In einem abgeschlossenen System bleibt neben dem Gesamtimpuls auch der Drehimpuls erhalten. Stabilität und Präzession nehmen mit dem Drehimpuls des Kreisels zu.
Die Wirkung des Stabilitätssatzes wird auch als richtungshaltender Kreisel bezeichnet; wichtige technische Anwendungen sind der künstliche Horizont und der Kurskreisel der Luftfahrt. In der Praxis bewirkt jede kleinste Unwucht ein langsames Auswandern der Kreiselachse (Kreiseldrift), die z. B. beim Gyrosyn durch Magnetstützung unter 0,5° gehalten wird.
Die Präzession wird in noch breiterem Ausmaß angewandt: u. a. als Stellgröße bei Aufgaben der mechanischen Stabilisierung, beim Kreiselkompass der Nautik bzw. beim Vermessungskreisel (richtungssuchender bzw. nordsuchender Kreisel), oder für den Instrumentenflug beim Wendezeiger.
Technische Anwendungen
Häufig wird der Begriff Kreiselinstrument synonym für Drehratensensor verwandt und die Baugruppen enthalten gar keine Kreisel.
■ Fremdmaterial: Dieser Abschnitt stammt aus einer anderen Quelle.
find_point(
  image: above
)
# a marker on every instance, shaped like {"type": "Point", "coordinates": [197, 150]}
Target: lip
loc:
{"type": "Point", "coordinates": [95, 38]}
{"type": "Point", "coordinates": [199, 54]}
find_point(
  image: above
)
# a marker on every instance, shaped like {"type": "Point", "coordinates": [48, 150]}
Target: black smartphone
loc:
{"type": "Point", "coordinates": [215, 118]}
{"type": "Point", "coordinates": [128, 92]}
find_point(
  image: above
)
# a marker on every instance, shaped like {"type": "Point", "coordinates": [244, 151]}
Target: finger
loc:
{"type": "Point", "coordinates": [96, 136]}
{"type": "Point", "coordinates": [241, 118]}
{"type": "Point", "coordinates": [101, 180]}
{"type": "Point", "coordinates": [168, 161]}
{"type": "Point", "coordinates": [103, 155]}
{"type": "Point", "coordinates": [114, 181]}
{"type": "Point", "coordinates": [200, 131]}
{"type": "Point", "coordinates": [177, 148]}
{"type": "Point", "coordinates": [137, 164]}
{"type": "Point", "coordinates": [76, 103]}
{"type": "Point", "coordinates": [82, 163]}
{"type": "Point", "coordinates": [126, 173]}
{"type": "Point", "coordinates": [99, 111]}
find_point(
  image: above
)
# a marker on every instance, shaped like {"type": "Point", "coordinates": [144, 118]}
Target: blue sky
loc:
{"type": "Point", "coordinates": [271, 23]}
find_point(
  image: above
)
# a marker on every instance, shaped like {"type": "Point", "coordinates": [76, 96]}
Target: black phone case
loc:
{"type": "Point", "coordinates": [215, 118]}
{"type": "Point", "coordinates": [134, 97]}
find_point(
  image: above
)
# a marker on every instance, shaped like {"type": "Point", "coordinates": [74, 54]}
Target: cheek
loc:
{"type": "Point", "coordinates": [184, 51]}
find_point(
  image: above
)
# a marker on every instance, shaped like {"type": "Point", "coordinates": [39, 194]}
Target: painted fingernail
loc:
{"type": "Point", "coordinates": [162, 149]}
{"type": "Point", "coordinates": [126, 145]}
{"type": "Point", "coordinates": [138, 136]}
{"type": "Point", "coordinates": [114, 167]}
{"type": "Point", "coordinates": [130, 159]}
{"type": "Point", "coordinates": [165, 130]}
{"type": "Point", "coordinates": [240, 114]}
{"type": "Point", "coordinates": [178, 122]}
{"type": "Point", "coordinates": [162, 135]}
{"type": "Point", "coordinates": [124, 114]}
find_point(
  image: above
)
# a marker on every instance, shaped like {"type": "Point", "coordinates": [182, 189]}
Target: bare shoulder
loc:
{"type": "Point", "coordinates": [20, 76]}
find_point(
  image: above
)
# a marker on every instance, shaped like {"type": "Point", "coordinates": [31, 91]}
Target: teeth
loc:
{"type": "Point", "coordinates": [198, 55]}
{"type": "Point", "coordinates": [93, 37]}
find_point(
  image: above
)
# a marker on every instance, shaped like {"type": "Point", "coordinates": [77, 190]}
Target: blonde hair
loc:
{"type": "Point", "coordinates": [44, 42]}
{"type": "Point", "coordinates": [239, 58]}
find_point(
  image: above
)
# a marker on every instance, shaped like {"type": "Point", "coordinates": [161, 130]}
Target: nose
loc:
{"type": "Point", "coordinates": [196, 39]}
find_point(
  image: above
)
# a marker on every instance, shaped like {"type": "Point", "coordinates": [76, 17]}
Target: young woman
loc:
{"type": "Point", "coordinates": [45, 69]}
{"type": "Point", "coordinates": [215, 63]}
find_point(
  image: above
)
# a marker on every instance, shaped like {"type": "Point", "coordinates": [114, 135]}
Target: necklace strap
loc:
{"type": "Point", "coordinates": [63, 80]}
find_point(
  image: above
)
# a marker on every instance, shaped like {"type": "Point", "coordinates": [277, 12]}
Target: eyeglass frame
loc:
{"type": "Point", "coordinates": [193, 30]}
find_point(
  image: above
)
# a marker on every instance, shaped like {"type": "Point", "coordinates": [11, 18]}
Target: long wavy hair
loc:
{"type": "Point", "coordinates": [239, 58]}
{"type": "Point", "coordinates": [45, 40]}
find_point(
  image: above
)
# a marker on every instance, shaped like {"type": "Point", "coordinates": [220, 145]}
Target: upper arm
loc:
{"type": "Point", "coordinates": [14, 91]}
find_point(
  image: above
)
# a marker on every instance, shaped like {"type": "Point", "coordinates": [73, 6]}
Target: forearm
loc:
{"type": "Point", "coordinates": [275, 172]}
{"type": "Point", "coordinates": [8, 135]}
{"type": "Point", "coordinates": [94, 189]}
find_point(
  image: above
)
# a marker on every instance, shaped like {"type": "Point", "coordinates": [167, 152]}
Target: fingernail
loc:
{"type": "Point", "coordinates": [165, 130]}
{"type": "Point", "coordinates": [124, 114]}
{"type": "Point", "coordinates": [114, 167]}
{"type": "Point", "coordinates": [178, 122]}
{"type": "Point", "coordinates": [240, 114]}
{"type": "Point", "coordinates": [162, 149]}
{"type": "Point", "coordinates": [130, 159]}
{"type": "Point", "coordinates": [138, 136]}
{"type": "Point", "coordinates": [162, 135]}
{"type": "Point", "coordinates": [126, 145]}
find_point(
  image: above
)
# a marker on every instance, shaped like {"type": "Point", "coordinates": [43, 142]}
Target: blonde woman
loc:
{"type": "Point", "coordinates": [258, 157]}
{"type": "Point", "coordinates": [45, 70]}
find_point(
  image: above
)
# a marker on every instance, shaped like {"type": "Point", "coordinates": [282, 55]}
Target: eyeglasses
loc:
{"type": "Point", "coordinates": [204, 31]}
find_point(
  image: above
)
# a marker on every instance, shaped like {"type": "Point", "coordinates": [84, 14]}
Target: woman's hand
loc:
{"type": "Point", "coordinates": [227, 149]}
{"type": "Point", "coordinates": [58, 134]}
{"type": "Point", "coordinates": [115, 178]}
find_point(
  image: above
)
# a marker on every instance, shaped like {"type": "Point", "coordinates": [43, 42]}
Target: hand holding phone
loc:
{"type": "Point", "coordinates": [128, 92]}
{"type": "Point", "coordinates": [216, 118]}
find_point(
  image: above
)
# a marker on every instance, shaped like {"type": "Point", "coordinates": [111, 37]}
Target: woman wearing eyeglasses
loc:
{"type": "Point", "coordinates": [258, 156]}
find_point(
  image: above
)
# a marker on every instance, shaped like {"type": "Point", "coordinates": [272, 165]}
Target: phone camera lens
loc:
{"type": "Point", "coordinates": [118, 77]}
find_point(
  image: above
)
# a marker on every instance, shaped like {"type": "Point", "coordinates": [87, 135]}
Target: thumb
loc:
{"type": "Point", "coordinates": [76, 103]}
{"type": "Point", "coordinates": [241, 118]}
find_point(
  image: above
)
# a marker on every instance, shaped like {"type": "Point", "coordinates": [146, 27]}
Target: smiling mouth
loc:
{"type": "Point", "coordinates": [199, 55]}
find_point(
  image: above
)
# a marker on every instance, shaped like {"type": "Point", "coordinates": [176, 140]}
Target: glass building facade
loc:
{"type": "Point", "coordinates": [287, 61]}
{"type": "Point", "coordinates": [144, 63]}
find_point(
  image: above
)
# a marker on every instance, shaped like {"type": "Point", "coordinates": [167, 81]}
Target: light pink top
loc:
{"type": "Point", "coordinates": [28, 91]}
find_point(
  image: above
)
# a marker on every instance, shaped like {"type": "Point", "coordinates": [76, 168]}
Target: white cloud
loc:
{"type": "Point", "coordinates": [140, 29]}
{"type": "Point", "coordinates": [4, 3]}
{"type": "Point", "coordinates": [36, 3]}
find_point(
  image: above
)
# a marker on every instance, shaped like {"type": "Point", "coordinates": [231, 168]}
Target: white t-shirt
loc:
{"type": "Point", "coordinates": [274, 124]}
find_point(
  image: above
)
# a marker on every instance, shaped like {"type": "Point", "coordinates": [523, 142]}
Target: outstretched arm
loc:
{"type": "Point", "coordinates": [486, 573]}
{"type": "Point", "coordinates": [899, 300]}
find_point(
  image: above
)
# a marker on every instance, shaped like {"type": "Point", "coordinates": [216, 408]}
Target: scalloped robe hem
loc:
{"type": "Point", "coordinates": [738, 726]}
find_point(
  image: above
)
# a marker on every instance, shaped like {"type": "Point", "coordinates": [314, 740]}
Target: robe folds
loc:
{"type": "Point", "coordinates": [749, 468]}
Weitverbreitet sind Kreiselinstrumente in der Verkehrstechnik, insbesondere zur Orientierung und zur Navigation. Auch Alarm- und selbststeuernde Geräte sind in Entwicklung.
- In PKW können Gyrometer Richtungsänderungen genauer messen, als es über die Räder (Kurvenradien) möglich ist. Zusammen mit der Messung der zurückgelegten Strecke ist eine recht genaue Positionsbestimmung möglich (Koppelnavigation), die schon heute in manchen GPS-Navigationsanlagen die Anzeige fortführt, wenn die Satellitensignale (etwa im Tunnel) ausfallen. Diese enthalten meist einen Vibrationskreisel.
Bei jedem Kreiselsystem würde aber über längere Zeiträume jede kleine Unwucht zu einer anwachsenden Kreiseldrift führen, die insbesondere im Flugwesen sehr störend wäre. Daher entwickelt man magnetgestützte Gyrosyn-Geräte, welche die Richtungsmessung auch über längere Zeit stabilisieren.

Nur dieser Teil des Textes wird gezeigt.